Rotgrün und die Enragierten

Nicht erst seit dem Gipfel von Genua ist offensichtlich: Im neuen Jahrhundert schwillt die Globalisierungskritik zur mächtigen sozialen Bewegung an. Wenn SPD und Grüne die Entwicklung weiter verschlafen, schaden sich selbst am meisten

Netzwerk, so heißt das neueste Zauberwort aller Parteien, die politische Online-Kommunikation ist das Mantra aller Parteireformer. Doch noch so ausgefeilte digitale Informationstechnologien und anspruchsvolle interaktive Kommunikationsplattformen retten keine Partei vor Überalterung und Mitgliederschwund, wenn das entsprechende Engagement von ein bis zwei Prozent wirklich politisch Interessierten nicht auf sie gerichtet wird und die Mitarbeit im wahrsten Sinne des Wortes virtuell bleibt. Sozialdemokraten und Grünen ist es in den Jahrzehnten der "partizipatorischen Revolution" stets gelungen, soziale Bewegungen zu politisieren, Ein-Punkt-Protest in volks- oder milieuparteiliche Bahnen zu lenken, also außerparlamentarischen Protest zu binden und gegebenenfalls zu zivilisieren. So erlebte die SPD 1969 bis 1976 ihren größten Sprung nach vorn, als ihr binnen acht Jahren mehr als eine halbe Million neue Mitglieder zuströmte und die Gesamtzahl auf über eine Million schnellte. Zum großen Teil war das eine Abschöpfung der Mobilisierung, die aus der APO am Ende doch noch in die mit Hassliebe verfolgte SPD führte oder ihr via Jungsozialisten und anderen Arbeitsgemeinschaften der Sozialdemokratie direkt zugute kam.

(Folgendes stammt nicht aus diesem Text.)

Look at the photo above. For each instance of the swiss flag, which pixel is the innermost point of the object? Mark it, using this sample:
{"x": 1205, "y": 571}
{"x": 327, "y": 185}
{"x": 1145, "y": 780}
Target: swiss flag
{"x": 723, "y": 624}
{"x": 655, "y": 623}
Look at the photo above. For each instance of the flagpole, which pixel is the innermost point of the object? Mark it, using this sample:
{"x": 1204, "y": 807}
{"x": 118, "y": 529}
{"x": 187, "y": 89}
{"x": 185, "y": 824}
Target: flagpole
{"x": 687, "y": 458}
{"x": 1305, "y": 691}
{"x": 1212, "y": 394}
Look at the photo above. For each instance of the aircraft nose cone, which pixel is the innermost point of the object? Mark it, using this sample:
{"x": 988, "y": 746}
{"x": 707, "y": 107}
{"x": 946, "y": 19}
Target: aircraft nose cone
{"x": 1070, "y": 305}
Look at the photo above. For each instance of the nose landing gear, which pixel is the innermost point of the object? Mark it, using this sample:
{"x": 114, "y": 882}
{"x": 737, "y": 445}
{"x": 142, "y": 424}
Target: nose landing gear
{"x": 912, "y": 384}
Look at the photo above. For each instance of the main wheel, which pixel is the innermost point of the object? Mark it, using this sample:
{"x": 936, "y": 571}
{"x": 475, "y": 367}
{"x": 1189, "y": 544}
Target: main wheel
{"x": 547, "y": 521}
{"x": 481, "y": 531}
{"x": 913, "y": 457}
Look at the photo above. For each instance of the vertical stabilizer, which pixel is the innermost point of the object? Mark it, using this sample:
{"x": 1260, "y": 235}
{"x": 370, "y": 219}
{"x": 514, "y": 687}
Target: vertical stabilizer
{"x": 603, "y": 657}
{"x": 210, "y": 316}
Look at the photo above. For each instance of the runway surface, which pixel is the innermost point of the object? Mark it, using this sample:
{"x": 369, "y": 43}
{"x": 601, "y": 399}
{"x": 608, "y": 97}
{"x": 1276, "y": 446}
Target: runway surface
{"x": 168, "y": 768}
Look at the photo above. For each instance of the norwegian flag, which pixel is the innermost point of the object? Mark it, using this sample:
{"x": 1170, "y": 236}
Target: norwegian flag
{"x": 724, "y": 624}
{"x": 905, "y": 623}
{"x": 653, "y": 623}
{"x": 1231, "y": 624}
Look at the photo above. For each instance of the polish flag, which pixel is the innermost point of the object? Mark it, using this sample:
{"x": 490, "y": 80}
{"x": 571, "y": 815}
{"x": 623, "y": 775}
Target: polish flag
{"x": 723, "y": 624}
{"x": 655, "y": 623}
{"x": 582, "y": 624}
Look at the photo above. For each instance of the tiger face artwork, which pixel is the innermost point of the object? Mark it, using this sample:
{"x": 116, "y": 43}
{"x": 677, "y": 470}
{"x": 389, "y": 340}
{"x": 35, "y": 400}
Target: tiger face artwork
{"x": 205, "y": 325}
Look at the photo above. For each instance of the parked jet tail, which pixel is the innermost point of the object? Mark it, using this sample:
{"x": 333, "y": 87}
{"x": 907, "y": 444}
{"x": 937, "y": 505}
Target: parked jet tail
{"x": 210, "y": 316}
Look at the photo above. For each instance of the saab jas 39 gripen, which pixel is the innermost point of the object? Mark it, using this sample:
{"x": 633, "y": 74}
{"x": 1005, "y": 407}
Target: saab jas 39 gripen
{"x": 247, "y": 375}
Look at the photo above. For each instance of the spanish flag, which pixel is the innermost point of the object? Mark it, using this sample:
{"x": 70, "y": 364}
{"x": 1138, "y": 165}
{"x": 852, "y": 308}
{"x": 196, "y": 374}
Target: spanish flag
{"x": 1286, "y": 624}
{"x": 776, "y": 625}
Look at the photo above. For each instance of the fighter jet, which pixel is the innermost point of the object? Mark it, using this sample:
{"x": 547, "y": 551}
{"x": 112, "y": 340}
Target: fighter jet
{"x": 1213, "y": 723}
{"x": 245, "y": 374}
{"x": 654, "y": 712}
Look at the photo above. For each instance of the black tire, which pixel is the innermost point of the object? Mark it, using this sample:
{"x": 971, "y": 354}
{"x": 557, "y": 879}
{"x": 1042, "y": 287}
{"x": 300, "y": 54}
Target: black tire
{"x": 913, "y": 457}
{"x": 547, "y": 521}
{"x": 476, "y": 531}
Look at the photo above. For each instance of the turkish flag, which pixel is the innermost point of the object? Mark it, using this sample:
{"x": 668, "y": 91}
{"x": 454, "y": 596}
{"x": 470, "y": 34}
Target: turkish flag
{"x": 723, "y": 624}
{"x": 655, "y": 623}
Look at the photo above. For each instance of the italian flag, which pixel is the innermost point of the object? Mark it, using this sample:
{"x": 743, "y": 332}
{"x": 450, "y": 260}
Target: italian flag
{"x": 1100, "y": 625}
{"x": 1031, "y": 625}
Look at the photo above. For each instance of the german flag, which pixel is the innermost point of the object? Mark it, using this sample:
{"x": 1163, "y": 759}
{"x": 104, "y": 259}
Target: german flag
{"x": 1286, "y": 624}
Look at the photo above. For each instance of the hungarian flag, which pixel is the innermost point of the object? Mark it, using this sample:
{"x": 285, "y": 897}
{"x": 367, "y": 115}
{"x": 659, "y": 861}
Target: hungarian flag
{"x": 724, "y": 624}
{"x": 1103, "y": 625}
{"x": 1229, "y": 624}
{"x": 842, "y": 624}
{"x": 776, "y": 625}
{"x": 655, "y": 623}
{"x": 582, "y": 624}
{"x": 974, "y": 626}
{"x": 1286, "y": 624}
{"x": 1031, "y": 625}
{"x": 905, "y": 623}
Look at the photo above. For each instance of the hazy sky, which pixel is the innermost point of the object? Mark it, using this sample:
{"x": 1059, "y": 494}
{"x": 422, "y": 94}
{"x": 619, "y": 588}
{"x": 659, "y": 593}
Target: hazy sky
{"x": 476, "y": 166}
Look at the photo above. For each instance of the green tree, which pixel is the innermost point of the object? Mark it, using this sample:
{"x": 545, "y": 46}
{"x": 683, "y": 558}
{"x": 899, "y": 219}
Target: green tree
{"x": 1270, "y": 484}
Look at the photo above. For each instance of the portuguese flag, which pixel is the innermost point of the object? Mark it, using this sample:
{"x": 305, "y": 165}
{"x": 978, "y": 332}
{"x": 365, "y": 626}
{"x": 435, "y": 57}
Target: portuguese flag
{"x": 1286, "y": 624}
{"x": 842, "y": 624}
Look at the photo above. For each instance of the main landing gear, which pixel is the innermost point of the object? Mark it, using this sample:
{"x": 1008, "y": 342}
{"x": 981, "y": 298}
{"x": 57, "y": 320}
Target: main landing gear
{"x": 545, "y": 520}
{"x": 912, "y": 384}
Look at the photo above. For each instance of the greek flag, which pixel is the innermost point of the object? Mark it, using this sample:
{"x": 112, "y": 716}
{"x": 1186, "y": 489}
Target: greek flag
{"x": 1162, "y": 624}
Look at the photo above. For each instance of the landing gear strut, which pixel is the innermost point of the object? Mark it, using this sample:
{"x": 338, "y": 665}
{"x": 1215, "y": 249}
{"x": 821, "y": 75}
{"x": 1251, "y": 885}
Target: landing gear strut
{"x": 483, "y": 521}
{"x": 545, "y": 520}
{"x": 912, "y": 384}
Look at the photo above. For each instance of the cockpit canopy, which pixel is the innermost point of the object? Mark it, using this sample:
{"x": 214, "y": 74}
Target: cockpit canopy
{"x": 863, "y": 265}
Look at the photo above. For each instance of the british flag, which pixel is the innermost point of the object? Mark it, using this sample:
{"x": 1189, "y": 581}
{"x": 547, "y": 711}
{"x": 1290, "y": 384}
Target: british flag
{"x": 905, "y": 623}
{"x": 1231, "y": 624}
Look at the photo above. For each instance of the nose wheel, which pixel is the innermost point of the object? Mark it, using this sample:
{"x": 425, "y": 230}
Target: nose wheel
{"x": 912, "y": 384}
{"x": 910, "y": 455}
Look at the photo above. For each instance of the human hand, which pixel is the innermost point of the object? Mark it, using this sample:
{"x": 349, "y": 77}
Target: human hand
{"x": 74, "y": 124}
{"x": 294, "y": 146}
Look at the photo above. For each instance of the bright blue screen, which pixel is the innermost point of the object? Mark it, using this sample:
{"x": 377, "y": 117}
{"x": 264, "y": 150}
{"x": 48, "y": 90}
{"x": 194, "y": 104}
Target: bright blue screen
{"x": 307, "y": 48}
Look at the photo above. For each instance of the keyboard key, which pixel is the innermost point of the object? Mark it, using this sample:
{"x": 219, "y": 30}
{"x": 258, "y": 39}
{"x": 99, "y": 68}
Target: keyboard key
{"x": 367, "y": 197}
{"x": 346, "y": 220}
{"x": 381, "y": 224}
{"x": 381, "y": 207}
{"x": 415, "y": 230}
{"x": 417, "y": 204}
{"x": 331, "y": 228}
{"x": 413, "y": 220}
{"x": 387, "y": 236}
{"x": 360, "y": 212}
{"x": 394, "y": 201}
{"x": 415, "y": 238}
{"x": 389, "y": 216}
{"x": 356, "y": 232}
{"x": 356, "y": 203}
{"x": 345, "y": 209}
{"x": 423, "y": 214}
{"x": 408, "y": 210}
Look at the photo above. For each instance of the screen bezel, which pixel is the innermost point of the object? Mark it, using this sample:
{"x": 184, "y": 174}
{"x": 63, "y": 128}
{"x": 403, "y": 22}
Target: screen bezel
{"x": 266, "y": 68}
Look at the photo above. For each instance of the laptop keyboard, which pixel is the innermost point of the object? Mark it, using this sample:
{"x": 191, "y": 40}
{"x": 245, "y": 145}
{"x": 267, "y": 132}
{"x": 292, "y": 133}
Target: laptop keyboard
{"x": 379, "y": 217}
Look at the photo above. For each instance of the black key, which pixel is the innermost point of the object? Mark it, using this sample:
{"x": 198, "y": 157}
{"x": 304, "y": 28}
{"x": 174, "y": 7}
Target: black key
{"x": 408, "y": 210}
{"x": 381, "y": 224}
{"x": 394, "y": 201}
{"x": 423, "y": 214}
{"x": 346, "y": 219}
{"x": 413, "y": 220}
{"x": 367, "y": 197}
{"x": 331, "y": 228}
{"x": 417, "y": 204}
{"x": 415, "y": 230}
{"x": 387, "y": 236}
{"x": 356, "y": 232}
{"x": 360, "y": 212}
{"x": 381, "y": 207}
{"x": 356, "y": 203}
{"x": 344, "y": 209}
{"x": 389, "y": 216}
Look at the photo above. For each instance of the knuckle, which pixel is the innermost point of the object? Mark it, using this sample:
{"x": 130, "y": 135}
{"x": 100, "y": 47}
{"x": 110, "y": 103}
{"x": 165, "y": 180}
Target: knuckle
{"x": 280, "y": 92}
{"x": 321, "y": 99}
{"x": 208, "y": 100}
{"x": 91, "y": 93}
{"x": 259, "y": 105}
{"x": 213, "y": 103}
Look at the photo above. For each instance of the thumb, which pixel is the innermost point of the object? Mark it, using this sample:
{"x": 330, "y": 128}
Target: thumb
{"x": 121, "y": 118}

Seit Helmut Schmidt fehlt der SPD das Interesse an sozialen Bewegungen

Wie sektiererisch sich K-Gruppen, Sozialistisches Büro (SB) oder Spontis von den Altparteien abgesetzt und Sozialdemokraten als "Sozialfaschisten" auch bekämpft haben mögen: Was über 180.000 Linksradikale des "roten Jahrzehnts" nach 1967/68 mit der SPD verband, war immer noch ein Narzissmus der kleineren oder auch größeren Differenz, nicht das wechselseitige Desinteresse, das die SPD seit Helmut Schmidt von allen politischen Basisinitiativen trennte. Der Aufschwung der neuen sozialen Bewegungen kam deshalb mehrheitlich den Grünen zugute, die sich als Bewegungspartei direkter und ungenierter aus K-Gruppen, Spontiszene und SB rekrutierten. Zwischen 1981 und 1985 gewannen sie 40.000 Mitglieder, und Ende der achtziger Jahre verbuchten sie ein Fünftel der Wählerschaft unter 34 für sich.

Joschka Fischer redet über den Zorn der Jugend wie einst die alte Welt über ihn

Genau in dieser Alterskohorte liegen heute die stärksten Verluste der SPD, und nun besteht eine gewaltige Kluft gerade zwischen den Grünen und den Aktiven der heutigen außerparlamentarischen Bewegungen und der Nicht-Regierungs-Organisationen. Vor allem zwischen ihnen und den (fälschlich so bezeichneten) "Globalisierungsgegnern" herrscht weitgehend Funkstille. Die Generation der Willy-Wähler schaut dem bunten Treiben einigermaßen verständnislos zu. Und selbst der ehemalige Straßenkämpfer Joseph Fischer redet über Zorn und Aktionismus der Jugend von heute so wie weiland die alte Welt über ihn. Als kürzlich auf einer Sommeruniversität der SPD-nahen Friedrich-Ebert-Stiftung über "Achtundsechziger" und "Neunundachziger" diskutiert werden sollte und rund hundert (mutmaßlich rot-grün wählende) Stipendiaten und Jungfunktionäre eher mäßiges Interesse am Thema zeigten, versuchte der Moderator, Diskussionsfreude zu erzeugen, indem er in den Raum fragte, wer bei Gruppen engagiert sei, die in Genua demonstriert hätten? Niemand meldete sich. Oder wer jemanden aus diesen Gruppen, die hier nicht einmal einen Namen trugen, kenne? Zwei, drei müde Hände hoben sich.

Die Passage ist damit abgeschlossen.